The result follows easily from the following theorem, which we will prove.
Theorem wrote: The perimeter of a convex planar polygon equals [imath]\pi[/imath] times the average length of its orthogonal projections over all directions.
In other words, imagine putting the Sun infinitely far away in some direction, and finding the length of the line segment that is the polygon's shadow falling onto a line perpendicular to the sun's rays. The polygon's perimeter is proportional to the length of this shadow averaged over all directions that the Sun could in, which correspond to angles from 0 to [imath]2 \pi[/imath]. (I've forgotten the name of this result, it's called some famous guy's theorem; I'd be obliged to anyone who can find a reference. Also, I think this result, if extended to convex, bounded planar regions, implies that every such region has a well-defined and finite perimeter.)
This theorem implies the result, since if A lies inside B, then every shadow of A lies within the corresponding shadow of B, and so the average shadow size of A is at most that average shadow size of B, and therefore the perimeter of A is at most that of B.
Now we'll prove the theorem. I'll try to use words rather than symbols so as to be non-technical.
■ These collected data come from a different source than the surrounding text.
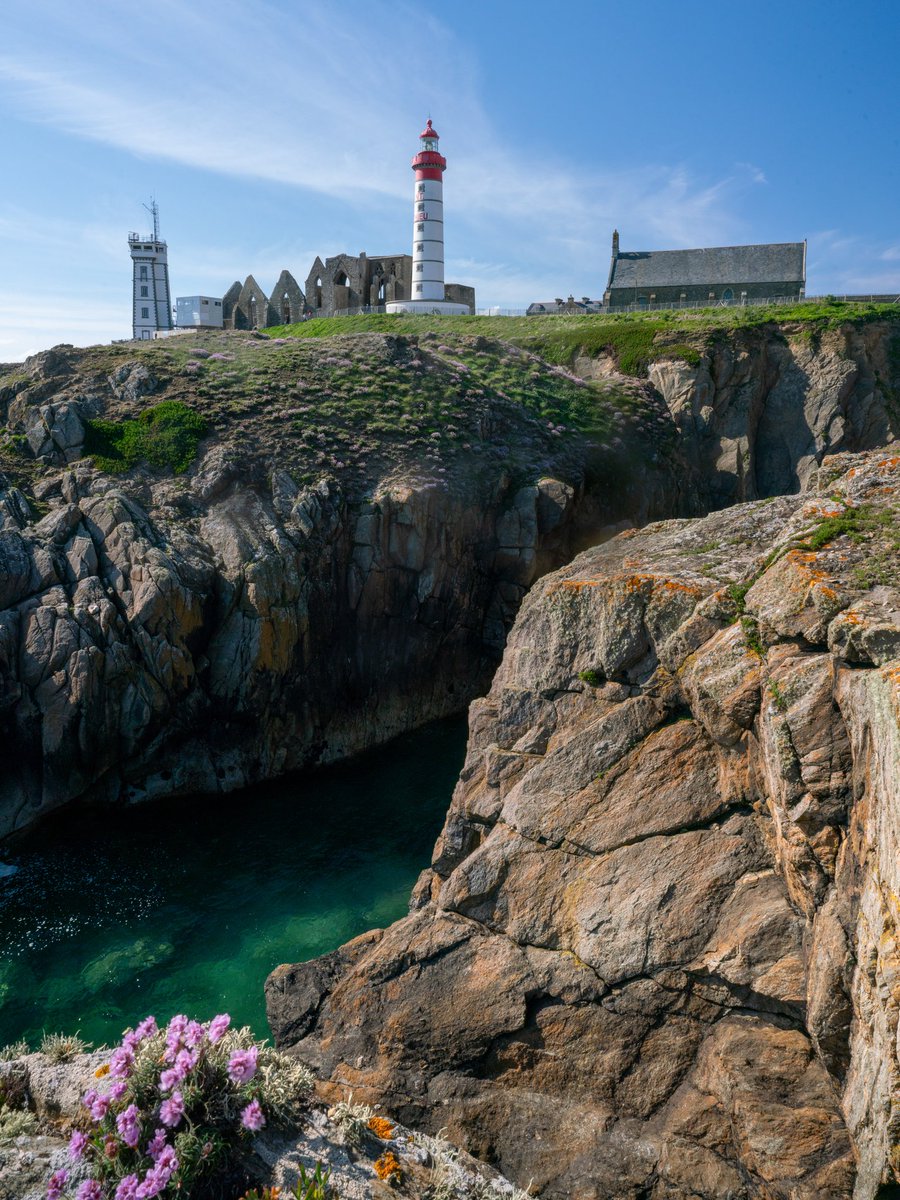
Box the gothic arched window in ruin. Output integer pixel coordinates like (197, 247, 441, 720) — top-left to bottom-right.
(722, 288, 734, 302)
(282, 292, 291, 323)
(249, 295, 258, 327)
(334, 271, 350, 288)
(314, 276, 322, 309)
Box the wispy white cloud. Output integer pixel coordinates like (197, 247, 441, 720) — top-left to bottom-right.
(0, 1, 752, 251)
(735, 162, 768, 185)
(10, 0, 882, 358)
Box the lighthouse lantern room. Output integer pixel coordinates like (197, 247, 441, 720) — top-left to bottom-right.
(385, 119, 471, 315)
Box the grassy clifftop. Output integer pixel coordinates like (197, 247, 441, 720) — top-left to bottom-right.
(0, 302, 896, 502)
(0, 327, 671, 501)
(266, 300, 900, 376)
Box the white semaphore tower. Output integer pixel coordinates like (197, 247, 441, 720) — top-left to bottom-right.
(129, 200, 173, 339)
(386, 119, 471, 315)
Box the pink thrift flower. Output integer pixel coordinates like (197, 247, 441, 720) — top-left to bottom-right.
(240, 1098, 266, 1131)
(156, 1145, 178, 1176)
(184, 1020, 205, 1049)
(109, 1045, 134, 1078)
(108, 1080, 128, 1102)
(88, 1093, 110, 1122)
(159, 1091, 184, 1128)
(68, 1129, 89, 1159)
(115, 1176, 141, 1200)
(208, 1013, 230, 1043)
(146, 1127, 168, 1162)
(227, 1046, 258, 1084)
(134, 1016, 158, 1040)
(47, 1168, 68, 1200)
(164, 1014, 189, 1061)
(175, 1047, 197, 1078)
(135, 1173, 165, 1199)
(116, 1103, 141, 1149)
(77, 1181, 103, 1200)
(158, 1065, 179, 1092)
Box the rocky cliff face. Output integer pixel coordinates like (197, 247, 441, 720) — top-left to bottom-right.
(0, 317, 896, 843)
(0, 332, 679, 838)
(267, 450, 900, 1199)
(583, 318, 898, 510)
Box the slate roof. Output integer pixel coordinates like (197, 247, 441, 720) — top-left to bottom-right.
(608, 242, 805, 290)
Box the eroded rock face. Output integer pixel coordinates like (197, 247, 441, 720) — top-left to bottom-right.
(644, 322, 897, 507)
(267, 451, 900, 1199)
(0, 461, 602, 837)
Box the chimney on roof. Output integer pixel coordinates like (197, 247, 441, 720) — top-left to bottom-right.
(612, 229, 620, 256)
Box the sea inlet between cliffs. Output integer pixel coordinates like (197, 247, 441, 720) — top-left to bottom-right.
(0, 717, 466, 1048)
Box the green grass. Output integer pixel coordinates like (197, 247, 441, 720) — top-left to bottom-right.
(262, 301, 898, 380)
(578, 669, 603, 687)
(741, 615, 765, 657)
(804, 505, 895, 550)
(727, 582, 750, 616)
(83, 400, 207, 474)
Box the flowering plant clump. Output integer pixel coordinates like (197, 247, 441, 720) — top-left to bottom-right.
(46, 1015, 313, 1200)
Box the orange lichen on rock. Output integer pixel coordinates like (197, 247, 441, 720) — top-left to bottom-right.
(558, 579, 603, 592)
(621, 573, 703, 598)
(373, 1151, 402, 1181)
(367, 1115, 395, 1139)
(802, 502, 845, 519)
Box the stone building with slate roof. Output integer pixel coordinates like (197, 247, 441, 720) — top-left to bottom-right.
(602, 230, 806, 309)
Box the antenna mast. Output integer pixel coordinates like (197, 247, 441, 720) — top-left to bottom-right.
(142, 198, 160, 241)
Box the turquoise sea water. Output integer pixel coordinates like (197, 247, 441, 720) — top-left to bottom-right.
(0, 717, 466, 1049)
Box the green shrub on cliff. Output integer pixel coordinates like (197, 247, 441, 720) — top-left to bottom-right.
(84, 401, 206, 475)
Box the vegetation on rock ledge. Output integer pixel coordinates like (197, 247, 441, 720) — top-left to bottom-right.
(83, 400, 207, 475)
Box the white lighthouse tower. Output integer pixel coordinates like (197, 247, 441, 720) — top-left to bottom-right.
(129, 200, 173, 339)
(386, 119, 471, 315)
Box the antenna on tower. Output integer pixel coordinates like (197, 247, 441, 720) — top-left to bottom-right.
(142, 197, 160, 241)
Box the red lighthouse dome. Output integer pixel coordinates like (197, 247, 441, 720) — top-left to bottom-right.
(413, 117, 446, 179)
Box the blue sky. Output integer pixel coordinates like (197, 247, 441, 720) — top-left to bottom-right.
(0, 0, 897, 361)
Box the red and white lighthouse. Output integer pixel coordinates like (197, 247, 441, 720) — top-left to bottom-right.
(386, 119, 471, 314)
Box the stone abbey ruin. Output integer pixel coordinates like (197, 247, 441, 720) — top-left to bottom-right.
(221, 252, 476, 329)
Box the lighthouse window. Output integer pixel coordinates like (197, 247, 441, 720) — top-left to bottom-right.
(417, 223, 424, 232)
(139, 266, 148, 280)
(416, 244, 423, 252)
(415, 284, 423, 294)
(140, 286, 148, 297)
(141, 307, 149, 318)
(416, 264, 423, 272)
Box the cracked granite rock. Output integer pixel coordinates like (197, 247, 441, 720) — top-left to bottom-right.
(268, 451, 900, 1200)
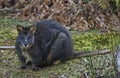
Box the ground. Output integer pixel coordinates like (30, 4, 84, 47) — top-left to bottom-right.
(0, 18, 119, 78)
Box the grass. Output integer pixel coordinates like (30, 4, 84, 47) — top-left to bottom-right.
(0, 18, 119, 78)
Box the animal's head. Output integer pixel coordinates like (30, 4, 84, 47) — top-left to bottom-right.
(16, 25, 36, 49)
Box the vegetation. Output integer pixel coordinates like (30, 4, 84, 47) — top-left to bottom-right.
(0, 0, 120, 31)
(0, 18, 119, 78)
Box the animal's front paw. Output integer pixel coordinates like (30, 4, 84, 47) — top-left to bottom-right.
(26, 61, 32, 66)
(20, 65, 26, 69)
(20, 63, 26, 69)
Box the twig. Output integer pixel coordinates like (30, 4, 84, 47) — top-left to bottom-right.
(0, 8, 20, 13)
(0, 46, 15, 50)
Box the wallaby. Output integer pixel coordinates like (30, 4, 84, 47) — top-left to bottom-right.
(15, 20, 106, 71)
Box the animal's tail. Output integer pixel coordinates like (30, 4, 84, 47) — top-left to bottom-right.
(66, 50, 111, 61)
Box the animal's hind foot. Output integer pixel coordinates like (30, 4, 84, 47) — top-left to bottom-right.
(32, 65, 41, 71)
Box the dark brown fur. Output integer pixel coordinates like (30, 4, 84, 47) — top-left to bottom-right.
(15, 20, 78, 71)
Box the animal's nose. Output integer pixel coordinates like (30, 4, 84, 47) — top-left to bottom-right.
(24, 43, 28, 47)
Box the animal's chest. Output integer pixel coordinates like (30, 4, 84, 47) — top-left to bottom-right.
(22, 50, 32, 63)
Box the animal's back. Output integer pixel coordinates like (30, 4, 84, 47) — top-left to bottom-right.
(34, 20, 71, 39)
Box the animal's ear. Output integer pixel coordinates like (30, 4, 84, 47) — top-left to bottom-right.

First, we note that if we orthogonally project a line segment in the plane along a fixed direction (i.e. take its shadow from an infinitely far light source onto a line perpendicular to the light rays), the shadow's length scales with the segment's length. So, the average length of a projection in a random direction is proportional to the segment's length. We could find the constant of proportionality by integrating over all angles, but instead will defer finding it until later using a trick.
Now, the perimeter of a polygon is made of line segments. By linearity of expectation, the average total length (over all projection directions) of the shadows of the polygon's side (taken separately) equals the sum of the each side's average shadow-length, which is proportional to the length of the side. Therefore, the average total shadow length of the sides is proportional to the sum of their lengths, which is the polygon's perimeter.
Next, we note that the shadow of the polygonal region is covered by the shadows of its sides. In fact, since each ray from the Sun passes through the polygon twice, the shadows of the sides doubly cover the shadow of the polygon. So, the length of the shadow of the polygon is half the length of the shadows of the sides. Averaging over the shadows gotten from all directions, we find that the average length of the shadow of the polygon is proportional to the polygon's perimeter.
We can find the constant of proportionality by a single example. We see that the results should hold for a circle if we approximate it by regular polygons. A circle of radius 1 has circumference [imath]2 \pi[/imath], and expected shadow size of 2 (since every shadow has the length 2), giving us the proportionality constant [imath]\pi[/imath].
This proof extends to any number of dimensions. So, the surface area of a 3D polyhedron is proportional to the average area of its shadow in a random direction onto a perpendicular plane, and the constant of proportionality can be found by considering the sphere (it's 4). Here, the average is taken over projection directions corresponding to the vectors on the unit sphere.